17/3/2006 - La tentation Soljenitsyne

Lorsque j’ai décidé de tenir ce journal, je m’étais promis de tenir compte de l’actualité, mais l’actualité n’est pas intéressante parce que la réalité n’a pas comme mission d’être intéressante. La réalité est la réalité est la réalité est… Je parodie bien sûr Gertrude Stein mais sa formule a le double avantage d’être forte et transposable à la majorité du vocabulaire d’une langue, ce qui en fait une des plus génératives que je connaisse…

L’actualité est déprimante. Cette affirmation n’est pas originale et c’est cette absence d’originalité qui en fait la force : nous sommes si nombreux à l’affirmer que cette affirmation ne peut être que la traduction d’un sentiment général. Pourquoi des manifestations étudiantes sont-elles déprimantes ? Parce que se répétant à intervalles proches et réguliers, avec les mêmes conséquences, leur nécessité ne fait que traduire que la société où nous vivons est incapable de se construire dans un dialogue permanent, seule condition pour qu’une société s’adapte dans l’harmonie. Il y a une telle incompréhension, une telle absence de recherche de compréhension chez les uns et les autres que rien ne semble pouvoir bouger. Je ne renvoie pas les protagonistes dos à dos : certains gouvernent, d’autres sont gouvernés et les responsabilités sont claires. Je dis simplement que tant que chacun se campe sur ces positions respectives rien ne peut avancer. Pour moi, gouverner c’est comprendre et écouter ; être gouverné, alors, devient accepter d’échanger… Nous en sommes loin. Il s’agit bien plutôt, dans la plupart des cas de montrer ses muscles — d’exhiber ses couilles, la formule vaut aussi hélas pour les femmes qui gouvernent d’autant que, de plus en plus les « femmes d’action » veulent, sur ce terrain particulier montrer qu’elles sont des hommes comme les autres alors qu’il serait peut-être plus intéressant de démontrer le reste : les hommes sont des femmes comme les autres ; adopter la position du plus faible pour construire un modus vivendi…

Il me semble — mais j’aimerais tant me tromper — que le monde (disons la civilisation mondiale même si la formule est théâtrale) n’évolue pas.
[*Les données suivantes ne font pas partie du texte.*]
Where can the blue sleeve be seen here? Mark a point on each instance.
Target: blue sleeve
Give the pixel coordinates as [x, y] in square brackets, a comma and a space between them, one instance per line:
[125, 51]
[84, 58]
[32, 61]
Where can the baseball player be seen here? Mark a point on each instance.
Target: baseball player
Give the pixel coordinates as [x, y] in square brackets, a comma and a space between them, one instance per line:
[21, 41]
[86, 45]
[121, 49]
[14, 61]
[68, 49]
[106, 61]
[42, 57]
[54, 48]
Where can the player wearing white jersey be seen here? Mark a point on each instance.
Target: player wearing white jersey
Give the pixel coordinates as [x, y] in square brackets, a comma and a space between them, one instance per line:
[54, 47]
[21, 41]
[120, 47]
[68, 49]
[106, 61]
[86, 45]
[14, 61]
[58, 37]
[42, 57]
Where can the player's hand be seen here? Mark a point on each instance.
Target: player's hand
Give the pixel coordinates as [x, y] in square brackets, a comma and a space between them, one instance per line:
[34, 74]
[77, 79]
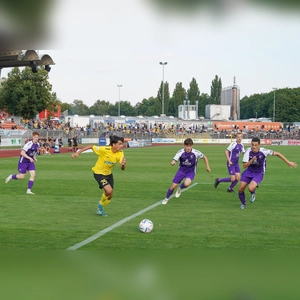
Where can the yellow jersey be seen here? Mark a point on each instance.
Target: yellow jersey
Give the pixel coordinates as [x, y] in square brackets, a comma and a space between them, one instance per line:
[106, 159]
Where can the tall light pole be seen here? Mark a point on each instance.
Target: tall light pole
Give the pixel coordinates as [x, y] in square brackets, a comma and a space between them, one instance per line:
[119, 86]
[274, 104]
[163, 90]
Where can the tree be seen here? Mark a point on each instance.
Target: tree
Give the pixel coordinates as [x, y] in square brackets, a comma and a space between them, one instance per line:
[203, 101]
[215, 90]
[179, 95]
[66, 106]
[166, 98]
[79, 108]
[26, 94]
[100, 108]
[193, 93]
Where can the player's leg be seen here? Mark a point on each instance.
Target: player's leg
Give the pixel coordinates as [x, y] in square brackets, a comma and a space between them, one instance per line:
[106, 183]
[241, 193]
[253, 186]
[231, 172]
[22, 169]
[30, 182]
[176, 180]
Bien sûr, le progrès technologique est incontestable, bien sûr l’espérance de vie augmente et nous nous éloignons peu à peu des assujettissements primaire de l’animalité, mais l’entendement (l’entente, l’écoute, la compréhension…) humain est toujours aussi pauvre et rare : tout pour soi — ou pour son groupe, ce qui revient collectivement au même— et le moins possible pour les autres. Cela va de l’eau au paradis en passant par tout le reste.
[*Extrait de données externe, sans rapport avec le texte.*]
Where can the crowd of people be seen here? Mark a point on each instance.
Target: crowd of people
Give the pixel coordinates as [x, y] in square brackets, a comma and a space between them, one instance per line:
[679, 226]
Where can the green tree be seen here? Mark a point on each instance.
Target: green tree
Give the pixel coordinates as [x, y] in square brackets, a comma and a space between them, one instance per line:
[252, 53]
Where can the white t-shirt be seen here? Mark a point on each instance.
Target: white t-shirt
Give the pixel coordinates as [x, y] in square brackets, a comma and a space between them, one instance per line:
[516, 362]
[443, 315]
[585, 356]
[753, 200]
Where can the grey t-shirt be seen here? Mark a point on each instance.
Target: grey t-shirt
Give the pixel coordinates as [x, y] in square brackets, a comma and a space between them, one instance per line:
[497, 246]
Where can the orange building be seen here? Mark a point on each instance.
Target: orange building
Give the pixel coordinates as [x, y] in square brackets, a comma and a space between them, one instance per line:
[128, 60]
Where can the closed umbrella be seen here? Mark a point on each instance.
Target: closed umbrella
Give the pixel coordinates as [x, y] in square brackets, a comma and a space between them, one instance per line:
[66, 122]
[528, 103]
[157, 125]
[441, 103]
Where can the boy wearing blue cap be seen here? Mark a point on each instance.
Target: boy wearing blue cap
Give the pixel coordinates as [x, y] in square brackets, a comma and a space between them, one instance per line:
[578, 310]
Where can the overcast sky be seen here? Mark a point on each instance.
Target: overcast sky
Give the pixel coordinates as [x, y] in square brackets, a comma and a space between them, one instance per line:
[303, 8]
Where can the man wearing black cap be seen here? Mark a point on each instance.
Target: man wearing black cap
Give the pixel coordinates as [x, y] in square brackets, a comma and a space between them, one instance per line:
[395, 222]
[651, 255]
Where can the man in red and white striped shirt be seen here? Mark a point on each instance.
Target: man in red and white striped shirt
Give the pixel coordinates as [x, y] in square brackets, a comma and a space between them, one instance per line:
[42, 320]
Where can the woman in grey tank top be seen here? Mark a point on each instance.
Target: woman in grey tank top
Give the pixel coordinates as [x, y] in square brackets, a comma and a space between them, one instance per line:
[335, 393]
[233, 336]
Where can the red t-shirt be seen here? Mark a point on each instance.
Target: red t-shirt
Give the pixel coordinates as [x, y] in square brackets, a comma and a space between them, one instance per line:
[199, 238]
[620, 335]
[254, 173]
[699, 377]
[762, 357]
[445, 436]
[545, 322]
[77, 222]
Que de banalités n’est-ce pas ? Et c’est bien ce qui m’inquiète et m’a interdit de parler plus souvent de l’actualité : l’immobilisme général conduit à ne proférer que des banalités ou alors à se contenter de seulement rapporter ce qui est. L’écrit est une fuite : il permet de construire une réalité en partie rationnelle et de faire comme si cette rationalité recouvrait en partie le réel. La tentation Soljenitsyne…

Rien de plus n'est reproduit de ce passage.